After seeing the U.S. Navy Blue Angels perform over Jacksonville as a child, Jessica Baker ’20 fell in love with flight. The Florida native felt influenced by the nearby Space Coast, and quickly developed a passion for aerospace engineering, which she earned a bachelor’s in at UCF. Now, she’s earning a doctoral degree in mechanical engineering from UCF and is about to start a fellowship at the agency she’s always dreamed of working for — NASA.
Baker is the recipient of a 2021 NASA Minority Serving Institution Fellowship, which is awarded to graduate students who attend Minority Serving Institutions. The fellowship will last for the duration of her doctoral studies and will allow her to travel to NASA’s Marshall Space Flight Center in Alabama to conduct research for 10 weeks each summer. She is one of 12 recipients this year.
“I am very excited and honored to have received this fellowship,” Baker says. “I feel confident that this project will provide essential insights into the development of the next generation of rocket fuels.”
Rocket fuels are at the core of Baker’s research. As a graduate research engineer in Professor Subith Vasu’s lab, she studies alternative rocket fuels made from natural gas, hydrogen and hydrogen-containing compounds, which are cleaner and more cost-effective.
“The goal is to minimize toxic emissions such as carbon monoxide and nitrous oxide, and test what percentage of impurity in natural gas fuels is acceptable while maintaining performance and minimizing cost,” Baker says. “I use this information to refine and make chemical models that can be used to predict combustion conditions at pressures and temperatures relevant to rocket systems.”
Through the NASA fellowship, she’ll study liquid methane. This fuel tends to elicit better performance, costs less to produce, and creates less soot than kerosene-based fuels. However, the fuel can only contain trace amounts of impurities before its chemical kinetic and ignition properties are changed. Through both the facilities at NASA Marshall and at UCF, she’ll investigate these properties and compare them to those found in natural gas and other methane-based fuels. The goal is to create an industrywide purity standard for low-cost, aerospace-grade liquid methane that improves upon the military’s standard, which is conservative and only pertains to certain grades of the propellant.
Baker believes that having access to NASA’s scientists and facilities will allow her to make significant strides in her research. After graduation, she plans to launch a career in the field of rocket propulsion and hopes to work for a cutting-edge organization like NASA one day.

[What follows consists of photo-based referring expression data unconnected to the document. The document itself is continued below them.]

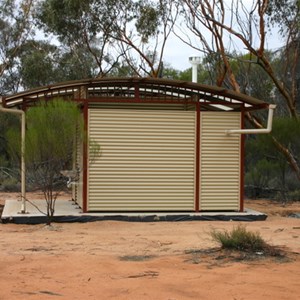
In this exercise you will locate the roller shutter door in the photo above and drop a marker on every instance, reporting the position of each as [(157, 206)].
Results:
[(147, 160), (219, 161)]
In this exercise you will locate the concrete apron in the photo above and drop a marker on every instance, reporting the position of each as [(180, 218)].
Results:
[(69, 211)]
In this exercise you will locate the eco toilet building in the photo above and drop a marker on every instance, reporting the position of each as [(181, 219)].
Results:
[(165, 145)]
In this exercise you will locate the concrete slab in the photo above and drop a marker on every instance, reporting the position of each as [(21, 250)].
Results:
[(69, 211)]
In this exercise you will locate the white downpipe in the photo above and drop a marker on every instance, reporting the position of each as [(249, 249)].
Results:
[(23, 187), (259, 130)]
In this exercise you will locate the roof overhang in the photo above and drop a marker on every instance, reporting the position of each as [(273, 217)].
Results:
[(147, 90)]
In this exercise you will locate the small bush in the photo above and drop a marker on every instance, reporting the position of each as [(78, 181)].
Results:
[(240, 239), (10, 185)]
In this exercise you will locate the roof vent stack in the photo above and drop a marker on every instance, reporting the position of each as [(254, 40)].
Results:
[(195, 61)]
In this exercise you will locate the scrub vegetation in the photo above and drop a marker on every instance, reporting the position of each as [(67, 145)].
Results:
[(239, 238)]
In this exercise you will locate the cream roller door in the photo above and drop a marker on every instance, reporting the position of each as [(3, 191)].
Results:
[(219, 161), (147, 160)]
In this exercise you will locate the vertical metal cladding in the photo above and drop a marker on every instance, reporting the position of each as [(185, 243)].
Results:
[(147, 160), (219, 161)]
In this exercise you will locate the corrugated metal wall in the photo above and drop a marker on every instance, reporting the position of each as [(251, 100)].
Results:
[(77, 188), (219, 161), (147, 160)]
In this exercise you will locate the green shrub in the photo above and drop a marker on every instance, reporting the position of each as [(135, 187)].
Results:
[(239, 239), (10, 185)]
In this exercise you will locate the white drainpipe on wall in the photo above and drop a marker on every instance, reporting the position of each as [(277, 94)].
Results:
[(259, 130), (23, 187)]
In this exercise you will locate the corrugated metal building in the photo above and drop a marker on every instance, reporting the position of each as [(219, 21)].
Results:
[(163, 143)]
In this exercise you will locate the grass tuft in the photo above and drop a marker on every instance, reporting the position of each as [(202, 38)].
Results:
[(240, 239)]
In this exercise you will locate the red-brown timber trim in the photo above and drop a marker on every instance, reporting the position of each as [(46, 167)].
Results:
[(197, 179), (242, 160), (85, 156)]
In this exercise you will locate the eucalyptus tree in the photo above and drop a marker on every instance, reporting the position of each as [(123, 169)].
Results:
[(218, 27), (16, 26), (115, 32)]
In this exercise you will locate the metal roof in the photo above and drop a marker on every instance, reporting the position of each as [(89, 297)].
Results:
[(137, 89)]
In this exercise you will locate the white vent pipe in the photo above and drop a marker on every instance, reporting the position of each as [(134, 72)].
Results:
[(195, 61), (23, 187), (259, 130)]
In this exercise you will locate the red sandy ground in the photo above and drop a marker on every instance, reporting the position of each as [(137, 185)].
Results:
[(161, 260)]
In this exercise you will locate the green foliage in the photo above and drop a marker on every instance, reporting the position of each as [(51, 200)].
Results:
[(239, 239), (267, 168), (52, 130)]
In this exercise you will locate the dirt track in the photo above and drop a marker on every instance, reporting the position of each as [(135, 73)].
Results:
[(163, 260)]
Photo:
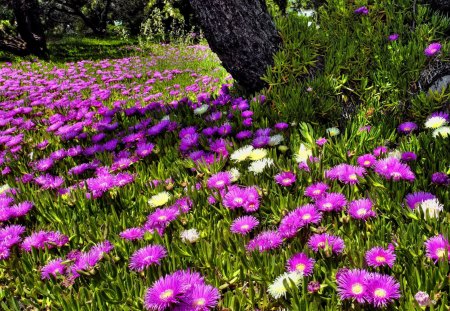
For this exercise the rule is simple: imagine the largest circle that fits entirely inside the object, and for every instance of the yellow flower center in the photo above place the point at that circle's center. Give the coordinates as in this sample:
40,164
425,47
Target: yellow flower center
380,259
166,294
380,292
357,289
300,267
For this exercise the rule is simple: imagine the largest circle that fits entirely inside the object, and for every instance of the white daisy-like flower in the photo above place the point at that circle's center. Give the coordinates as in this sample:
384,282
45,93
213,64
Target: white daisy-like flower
443,131
235,174
276,140
258,167
201,110
258,154
277,289
333,131
159,199
432,206
303,154
242,153
435,122
189,236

This isn’t Baker’s first research experience. As an undergraduate student, she participated in the International Research Experience for Students, sponsored by the U.S. National Science Foundation. She says she chose UCF in part because of its location.
“UCF is centered right near the Space Coast and offers so many industry and research opportunities,” Baker says. “I decided to continue on to my graduate degree here because I made connections with peers and mentors that truly encouraged my growth and drove me to want to learn and develop new skills. UCF has been my home for the last five years and I’m looking forward to continuing my degree here.”